Sarah McLachlan among laureates of Governor General’s Performing Arts Awards
Posted April 9, 2015 11:33 am.
Last Updated April 9, 2015 6:30 pm.
This article is more than 5 years old.
TORONTO – Canadian chanteuse Sarah McLachlan was immersed in the arts as a child.
She says her school in Halifax had great music and arts programs. And her parents, noticing her creative and artistic abilities at an early age, enrolled her in private lessons.
Music and arts education helps to define a culture, says McLachlan, who hopes to make that point in her acceptance speech for her Governor General’s Performing Arts Award that was announced Thursday.

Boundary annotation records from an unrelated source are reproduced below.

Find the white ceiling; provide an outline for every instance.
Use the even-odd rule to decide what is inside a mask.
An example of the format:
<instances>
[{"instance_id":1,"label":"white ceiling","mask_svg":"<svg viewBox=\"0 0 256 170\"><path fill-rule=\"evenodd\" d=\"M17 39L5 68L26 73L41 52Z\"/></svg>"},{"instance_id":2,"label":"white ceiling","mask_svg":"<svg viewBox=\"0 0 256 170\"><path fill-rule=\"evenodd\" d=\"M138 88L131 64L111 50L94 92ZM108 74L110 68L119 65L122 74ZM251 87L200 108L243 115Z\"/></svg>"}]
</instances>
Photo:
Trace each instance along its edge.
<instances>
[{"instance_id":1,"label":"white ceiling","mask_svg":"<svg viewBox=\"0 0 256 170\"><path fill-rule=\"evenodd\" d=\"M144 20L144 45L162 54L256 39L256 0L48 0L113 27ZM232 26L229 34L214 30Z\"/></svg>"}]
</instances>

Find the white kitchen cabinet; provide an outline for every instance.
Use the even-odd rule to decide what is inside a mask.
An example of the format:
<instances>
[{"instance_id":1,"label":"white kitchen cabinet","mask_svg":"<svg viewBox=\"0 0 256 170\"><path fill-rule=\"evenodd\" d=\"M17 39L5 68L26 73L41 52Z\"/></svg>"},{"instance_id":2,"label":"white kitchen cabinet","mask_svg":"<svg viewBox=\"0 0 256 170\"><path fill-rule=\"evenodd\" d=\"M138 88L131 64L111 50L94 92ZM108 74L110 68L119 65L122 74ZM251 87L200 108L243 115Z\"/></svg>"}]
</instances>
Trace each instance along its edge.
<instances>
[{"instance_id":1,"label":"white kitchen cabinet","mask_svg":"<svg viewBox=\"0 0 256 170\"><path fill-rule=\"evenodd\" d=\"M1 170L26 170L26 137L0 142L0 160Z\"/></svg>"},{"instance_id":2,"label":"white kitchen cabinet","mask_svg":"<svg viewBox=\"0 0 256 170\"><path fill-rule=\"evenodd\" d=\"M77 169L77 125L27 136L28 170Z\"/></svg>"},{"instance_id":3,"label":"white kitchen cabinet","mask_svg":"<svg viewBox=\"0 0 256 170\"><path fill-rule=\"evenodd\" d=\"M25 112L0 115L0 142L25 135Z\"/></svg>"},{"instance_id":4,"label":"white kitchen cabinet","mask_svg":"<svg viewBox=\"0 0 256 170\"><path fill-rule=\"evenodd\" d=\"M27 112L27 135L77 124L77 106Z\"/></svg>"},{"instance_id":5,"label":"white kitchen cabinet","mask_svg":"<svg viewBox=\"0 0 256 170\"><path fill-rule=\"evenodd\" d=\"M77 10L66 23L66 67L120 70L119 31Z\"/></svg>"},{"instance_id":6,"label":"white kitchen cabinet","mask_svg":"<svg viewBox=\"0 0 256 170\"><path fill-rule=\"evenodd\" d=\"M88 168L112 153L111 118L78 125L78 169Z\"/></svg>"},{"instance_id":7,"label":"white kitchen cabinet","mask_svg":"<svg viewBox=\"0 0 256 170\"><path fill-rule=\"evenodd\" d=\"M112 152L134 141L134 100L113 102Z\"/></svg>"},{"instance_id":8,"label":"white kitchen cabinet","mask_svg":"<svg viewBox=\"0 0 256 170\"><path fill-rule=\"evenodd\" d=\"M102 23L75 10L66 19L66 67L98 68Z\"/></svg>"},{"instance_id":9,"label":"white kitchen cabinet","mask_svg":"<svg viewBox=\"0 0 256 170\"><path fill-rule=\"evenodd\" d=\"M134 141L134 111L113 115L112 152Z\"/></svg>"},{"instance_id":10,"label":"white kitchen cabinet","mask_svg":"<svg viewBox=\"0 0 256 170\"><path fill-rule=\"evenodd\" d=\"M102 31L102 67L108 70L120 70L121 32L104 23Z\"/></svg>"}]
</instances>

“(It’s) really important to keep fighting to have it in the schools and as a relevant thing in society,” McLachlan said in a telephone interview, noting she wants to stress “how important it is for kids to be able to learn and think creatively and how that forms the brain.”
“I think music and art are such great avenues for exploration, for discovering our place in the world and our connection with our own emotional centre and with other emotional worlds.”
McLachlan is one of five recipients of this year’s Governor General’s Performing Arts Awards for lifetime artistic achievement. The others are composer Walter Boudreau, filmmaker Atom Egoyan, actress Diana Leblanc and actor R.H. Thomson.
Filmmaker Jean-Marc Vallee is getting the National Arts Centre Award, and philanthropist Michael M. Koerner is the recipient of the Ramon John Hnatyshyn Award for Volunteerism.
Vancouver-based McLachlan doesn’t just know from her own personal experience how valuable music education can be.
She’s witnessed the influence of such education through her two daughters (ages 13 and 7) and her 13-year-old Sarah McLachlan School of Music, which offers a free after-school program for hundreds of at-risk and under-served youth in Vancouver.
“I think that music is such a beautiful bridge for people to hear and understand each other,” she said. “And it’s so imperative, even more so in this day and age when computers and technology are so prevalent in our society.”
McLachlan said she was feeling “amazing, thrilled, humbled, a little bit surprised” in advance of accepting her award.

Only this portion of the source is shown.